Hacker News new | ask | show | jobs
by jmchambers 618 days ago
Frantically Googles VAE...

Ah, okay, so the work is done at a different level of abstraction, didn't know that. But I guess it's still a pixel-related abstraction, and it is converted back to pixels to generate the final image?

I suppose in my proposed (and probably implausible) algorithm, that different level of abstraction might be loosely analogous to collections of related game engine assets that are often used together, so that the denoising algorithm might be effectively saying things like "we'll put some building-related assets here-ish, and some park-related flora assets over here...", and then that gets crystallised in to actual placement of individual assets in the post-processing step.

1 comments

(High level, specifics are definitely wrong here)

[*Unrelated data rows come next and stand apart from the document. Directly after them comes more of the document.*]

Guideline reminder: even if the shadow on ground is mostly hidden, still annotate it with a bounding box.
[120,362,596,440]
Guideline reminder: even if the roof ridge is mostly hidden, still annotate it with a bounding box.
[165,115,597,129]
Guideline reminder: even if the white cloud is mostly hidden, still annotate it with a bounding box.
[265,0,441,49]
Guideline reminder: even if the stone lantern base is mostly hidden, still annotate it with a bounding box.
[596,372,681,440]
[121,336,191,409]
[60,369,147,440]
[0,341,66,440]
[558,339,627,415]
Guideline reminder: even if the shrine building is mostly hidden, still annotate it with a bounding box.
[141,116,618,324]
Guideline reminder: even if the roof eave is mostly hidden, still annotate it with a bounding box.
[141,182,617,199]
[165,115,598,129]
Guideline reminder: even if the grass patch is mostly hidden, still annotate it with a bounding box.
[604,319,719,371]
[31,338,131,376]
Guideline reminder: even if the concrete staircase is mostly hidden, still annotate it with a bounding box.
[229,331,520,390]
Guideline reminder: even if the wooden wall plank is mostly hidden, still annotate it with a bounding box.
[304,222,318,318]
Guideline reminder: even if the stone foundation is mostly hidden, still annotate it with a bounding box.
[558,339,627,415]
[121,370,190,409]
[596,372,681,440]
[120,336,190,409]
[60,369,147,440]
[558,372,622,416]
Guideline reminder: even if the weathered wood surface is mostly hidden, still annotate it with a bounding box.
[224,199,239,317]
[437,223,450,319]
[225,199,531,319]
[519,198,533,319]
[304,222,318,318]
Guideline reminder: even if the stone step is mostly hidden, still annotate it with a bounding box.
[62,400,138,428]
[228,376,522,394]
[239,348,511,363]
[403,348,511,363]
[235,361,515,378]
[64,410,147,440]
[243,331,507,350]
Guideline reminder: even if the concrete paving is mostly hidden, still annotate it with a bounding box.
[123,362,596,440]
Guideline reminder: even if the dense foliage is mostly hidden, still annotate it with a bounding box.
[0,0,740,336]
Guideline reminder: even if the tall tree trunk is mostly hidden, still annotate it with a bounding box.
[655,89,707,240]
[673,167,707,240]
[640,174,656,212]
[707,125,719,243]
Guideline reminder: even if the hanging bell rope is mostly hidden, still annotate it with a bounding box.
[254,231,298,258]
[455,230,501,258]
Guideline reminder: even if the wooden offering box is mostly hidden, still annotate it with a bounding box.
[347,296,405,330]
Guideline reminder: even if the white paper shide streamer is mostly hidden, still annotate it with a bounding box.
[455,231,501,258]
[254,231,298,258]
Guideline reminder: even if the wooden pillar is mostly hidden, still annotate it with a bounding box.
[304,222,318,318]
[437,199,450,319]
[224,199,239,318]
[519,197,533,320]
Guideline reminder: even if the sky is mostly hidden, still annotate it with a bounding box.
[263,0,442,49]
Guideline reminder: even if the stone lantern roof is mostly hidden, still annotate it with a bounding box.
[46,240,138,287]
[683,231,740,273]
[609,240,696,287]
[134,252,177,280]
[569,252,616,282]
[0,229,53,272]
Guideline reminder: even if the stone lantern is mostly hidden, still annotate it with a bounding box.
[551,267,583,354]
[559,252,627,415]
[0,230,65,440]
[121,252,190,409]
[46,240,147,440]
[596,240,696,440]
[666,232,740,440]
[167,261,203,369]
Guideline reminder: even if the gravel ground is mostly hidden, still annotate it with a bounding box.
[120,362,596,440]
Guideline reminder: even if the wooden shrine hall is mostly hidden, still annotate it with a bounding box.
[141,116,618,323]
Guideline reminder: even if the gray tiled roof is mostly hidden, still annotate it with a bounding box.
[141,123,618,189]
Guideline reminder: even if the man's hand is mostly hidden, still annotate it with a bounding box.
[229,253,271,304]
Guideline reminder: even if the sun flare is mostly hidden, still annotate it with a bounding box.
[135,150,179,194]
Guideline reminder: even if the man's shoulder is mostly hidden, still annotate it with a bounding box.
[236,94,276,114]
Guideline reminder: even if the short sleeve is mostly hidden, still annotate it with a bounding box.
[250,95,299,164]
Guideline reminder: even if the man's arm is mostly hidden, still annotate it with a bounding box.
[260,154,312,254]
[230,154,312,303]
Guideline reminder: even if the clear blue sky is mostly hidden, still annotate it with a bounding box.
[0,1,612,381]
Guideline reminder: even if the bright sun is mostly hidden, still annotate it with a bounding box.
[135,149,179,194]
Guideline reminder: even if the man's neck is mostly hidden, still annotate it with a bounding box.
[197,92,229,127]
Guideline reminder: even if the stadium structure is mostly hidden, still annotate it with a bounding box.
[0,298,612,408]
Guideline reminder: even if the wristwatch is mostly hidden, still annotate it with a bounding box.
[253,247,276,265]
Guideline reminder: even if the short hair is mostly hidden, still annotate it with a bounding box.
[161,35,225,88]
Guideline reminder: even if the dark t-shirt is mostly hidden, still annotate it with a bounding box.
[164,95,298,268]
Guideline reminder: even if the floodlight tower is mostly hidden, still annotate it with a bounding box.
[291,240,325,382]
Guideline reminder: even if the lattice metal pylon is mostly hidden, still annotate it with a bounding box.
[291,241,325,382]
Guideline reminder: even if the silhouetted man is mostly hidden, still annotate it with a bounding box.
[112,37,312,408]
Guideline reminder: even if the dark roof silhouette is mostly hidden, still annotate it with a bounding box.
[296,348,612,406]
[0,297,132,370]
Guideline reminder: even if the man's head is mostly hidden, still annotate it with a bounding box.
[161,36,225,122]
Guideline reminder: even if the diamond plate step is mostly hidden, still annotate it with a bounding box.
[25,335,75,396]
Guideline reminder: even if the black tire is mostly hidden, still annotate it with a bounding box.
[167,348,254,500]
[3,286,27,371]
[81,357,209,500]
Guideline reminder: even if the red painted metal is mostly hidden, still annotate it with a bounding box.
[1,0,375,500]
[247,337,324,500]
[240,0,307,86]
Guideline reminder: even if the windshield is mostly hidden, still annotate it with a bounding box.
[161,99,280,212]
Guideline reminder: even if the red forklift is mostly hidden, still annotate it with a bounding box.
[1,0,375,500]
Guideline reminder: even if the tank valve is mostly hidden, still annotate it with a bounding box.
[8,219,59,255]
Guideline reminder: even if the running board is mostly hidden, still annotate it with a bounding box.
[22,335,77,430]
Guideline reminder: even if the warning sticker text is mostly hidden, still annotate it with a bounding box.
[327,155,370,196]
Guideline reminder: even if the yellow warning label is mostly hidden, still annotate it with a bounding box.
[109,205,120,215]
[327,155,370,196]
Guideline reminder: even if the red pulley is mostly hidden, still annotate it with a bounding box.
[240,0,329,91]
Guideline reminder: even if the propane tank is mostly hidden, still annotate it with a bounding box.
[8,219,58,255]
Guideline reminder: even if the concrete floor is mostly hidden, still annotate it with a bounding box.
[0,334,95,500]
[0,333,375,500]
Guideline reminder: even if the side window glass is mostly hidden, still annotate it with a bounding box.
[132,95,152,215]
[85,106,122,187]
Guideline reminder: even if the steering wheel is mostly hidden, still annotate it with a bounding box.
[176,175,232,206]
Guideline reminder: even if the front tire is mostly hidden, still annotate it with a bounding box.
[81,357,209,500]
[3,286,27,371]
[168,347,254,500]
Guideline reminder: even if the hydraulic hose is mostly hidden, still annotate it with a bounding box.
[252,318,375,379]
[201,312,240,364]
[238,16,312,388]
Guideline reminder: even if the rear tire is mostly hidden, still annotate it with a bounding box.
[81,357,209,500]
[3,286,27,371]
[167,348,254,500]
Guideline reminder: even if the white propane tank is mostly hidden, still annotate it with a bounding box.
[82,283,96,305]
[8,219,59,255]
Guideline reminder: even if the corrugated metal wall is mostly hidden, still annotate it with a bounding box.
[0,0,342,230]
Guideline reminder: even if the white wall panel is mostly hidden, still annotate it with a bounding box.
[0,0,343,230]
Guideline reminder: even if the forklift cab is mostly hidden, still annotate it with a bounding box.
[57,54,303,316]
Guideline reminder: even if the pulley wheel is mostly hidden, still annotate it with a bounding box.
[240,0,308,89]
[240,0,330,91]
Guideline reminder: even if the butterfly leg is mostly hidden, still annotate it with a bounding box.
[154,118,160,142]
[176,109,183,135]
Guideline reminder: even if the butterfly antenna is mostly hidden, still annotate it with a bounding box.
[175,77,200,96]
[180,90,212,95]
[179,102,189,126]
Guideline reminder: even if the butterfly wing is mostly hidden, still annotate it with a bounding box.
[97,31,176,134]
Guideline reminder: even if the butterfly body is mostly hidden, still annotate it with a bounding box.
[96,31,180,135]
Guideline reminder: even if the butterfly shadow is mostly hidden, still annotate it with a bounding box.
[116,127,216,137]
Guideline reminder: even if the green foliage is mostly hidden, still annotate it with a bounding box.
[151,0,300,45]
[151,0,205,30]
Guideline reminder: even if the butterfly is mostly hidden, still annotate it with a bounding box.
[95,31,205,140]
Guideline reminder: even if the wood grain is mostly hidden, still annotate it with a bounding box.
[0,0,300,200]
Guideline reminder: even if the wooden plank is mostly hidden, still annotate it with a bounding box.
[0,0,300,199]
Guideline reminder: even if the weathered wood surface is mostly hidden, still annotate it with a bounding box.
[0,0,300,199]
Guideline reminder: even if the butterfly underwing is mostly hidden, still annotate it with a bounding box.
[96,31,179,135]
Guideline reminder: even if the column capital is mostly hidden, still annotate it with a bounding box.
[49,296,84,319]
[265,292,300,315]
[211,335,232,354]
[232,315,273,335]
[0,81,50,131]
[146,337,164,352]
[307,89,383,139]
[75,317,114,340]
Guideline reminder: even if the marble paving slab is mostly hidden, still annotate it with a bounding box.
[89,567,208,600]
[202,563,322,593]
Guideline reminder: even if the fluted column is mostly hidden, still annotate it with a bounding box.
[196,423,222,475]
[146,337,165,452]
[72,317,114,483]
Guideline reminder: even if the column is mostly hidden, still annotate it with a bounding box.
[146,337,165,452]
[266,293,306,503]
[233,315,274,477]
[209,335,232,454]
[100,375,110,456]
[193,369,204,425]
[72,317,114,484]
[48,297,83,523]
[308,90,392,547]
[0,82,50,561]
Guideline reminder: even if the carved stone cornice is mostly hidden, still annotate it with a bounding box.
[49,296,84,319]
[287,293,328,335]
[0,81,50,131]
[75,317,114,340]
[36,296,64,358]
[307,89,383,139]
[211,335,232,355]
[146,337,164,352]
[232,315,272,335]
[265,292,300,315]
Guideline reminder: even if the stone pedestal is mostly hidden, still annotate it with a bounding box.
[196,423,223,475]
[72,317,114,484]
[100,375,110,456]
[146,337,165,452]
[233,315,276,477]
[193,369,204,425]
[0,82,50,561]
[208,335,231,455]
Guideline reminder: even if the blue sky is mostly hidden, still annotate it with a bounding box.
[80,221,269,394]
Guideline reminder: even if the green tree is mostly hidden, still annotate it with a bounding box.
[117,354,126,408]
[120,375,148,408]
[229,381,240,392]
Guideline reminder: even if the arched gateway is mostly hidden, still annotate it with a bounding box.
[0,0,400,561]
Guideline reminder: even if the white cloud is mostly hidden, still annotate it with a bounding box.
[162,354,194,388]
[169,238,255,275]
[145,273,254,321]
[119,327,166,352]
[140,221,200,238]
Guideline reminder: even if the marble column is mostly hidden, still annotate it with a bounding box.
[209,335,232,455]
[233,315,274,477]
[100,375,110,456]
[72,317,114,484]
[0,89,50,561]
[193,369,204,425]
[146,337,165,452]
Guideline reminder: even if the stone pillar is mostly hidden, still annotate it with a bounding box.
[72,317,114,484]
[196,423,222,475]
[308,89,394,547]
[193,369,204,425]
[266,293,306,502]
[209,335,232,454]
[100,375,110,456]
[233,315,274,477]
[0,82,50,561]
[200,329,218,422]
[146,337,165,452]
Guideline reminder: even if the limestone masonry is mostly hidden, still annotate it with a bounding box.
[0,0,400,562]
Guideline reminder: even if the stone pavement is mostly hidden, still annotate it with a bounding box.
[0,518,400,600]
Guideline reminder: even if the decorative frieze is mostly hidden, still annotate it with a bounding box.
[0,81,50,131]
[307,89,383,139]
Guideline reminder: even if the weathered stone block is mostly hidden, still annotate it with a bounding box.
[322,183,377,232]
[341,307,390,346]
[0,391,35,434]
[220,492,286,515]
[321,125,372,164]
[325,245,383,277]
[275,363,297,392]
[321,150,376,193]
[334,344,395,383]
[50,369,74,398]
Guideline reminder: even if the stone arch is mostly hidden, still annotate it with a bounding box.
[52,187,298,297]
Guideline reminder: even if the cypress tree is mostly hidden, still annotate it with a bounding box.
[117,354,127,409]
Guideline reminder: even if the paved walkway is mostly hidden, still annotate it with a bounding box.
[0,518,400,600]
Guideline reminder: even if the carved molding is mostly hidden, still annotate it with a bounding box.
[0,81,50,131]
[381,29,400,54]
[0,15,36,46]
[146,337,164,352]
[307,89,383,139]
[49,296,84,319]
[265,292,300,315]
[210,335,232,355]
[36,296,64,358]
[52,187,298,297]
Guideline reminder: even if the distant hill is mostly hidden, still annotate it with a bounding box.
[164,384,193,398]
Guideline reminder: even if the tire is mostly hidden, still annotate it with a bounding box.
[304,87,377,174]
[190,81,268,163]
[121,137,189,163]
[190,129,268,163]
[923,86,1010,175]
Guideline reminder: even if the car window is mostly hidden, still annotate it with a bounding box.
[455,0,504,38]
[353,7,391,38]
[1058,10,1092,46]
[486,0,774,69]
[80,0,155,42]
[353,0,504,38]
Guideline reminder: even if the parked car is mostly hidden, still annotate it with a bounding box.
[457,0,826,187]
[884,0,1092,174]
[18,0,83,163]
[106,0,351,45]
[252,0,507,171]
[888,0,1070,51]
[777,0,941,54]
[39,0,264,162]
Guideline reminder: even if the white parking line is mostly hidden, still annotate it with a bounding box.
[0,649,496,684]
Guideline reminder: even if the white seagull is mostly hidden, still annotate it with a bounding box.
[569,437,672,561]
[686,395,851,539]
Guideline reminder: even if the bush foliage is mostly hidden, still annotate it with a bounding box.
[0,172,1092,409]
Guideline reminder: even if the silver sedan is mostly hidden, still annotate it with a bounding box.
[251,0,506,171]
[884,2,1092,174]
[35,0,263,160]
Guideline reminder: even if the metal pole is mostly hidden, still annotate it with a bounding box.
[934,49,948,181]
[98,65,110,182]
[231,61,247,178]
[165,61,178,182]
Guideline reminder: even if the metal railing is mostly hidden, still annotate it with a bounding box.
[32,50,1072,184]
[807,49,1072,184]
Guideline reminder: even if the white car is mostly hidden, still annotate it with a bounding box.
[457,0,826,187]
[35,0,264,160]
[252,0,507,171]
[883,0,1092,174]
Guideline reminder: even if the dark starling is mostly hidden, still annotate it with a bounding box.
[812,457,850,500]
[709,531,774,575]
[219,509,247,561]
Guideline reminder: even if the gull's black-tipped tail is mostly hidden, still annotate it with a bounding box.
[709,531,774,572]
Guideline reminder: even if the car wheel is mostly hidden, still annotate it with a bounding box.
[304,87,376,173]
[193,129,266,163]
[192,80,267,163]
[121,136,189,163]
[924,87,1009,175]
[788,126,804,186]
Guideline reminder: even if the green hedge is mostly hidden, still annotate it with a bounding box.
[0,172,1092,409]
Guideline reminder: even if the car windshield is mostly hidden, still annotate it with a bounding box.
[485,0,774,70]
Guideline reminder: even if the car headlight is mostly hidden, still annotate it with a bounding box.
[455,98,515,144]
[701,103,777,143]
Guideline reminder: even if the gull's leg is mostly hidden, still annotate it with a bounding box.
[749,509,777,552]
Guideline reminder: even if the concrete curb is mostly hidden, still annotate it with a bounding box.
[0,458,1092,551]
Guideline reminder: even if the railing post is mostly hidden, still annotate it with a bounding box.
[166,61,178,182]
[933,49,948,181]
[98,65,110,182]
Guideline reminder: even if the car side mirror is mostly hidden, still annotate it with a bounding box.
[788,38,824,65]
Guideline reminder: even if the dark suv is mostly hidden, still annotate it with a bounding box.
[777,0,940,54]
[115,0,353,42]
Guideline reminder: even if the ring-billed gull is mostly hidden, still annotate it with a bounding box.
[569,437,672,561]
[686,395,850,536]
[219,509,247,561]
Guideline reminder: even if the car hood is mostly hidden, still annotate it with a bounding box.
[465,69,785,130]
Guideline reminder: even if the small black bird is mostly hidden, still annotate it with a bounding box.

The VAE isn't really pixel-level, it's semantic-level. The most significant bits in the encoding are like "how light or dark is the image" and then towards the other end bits represent more niche things like "if it's an image of a person, make them wear glasses". This is way more efficient than using raw pixels because it's so heavily compressed, there's less data. This was one of the big breakthroughs of stable diffusion compared to previous efforts like disco diffusion that work on the pixel level.

The VAE encodes and decodes images automatically. It's not something that's written, it's trained to understand the semantics of the images in the same way other neural nets are.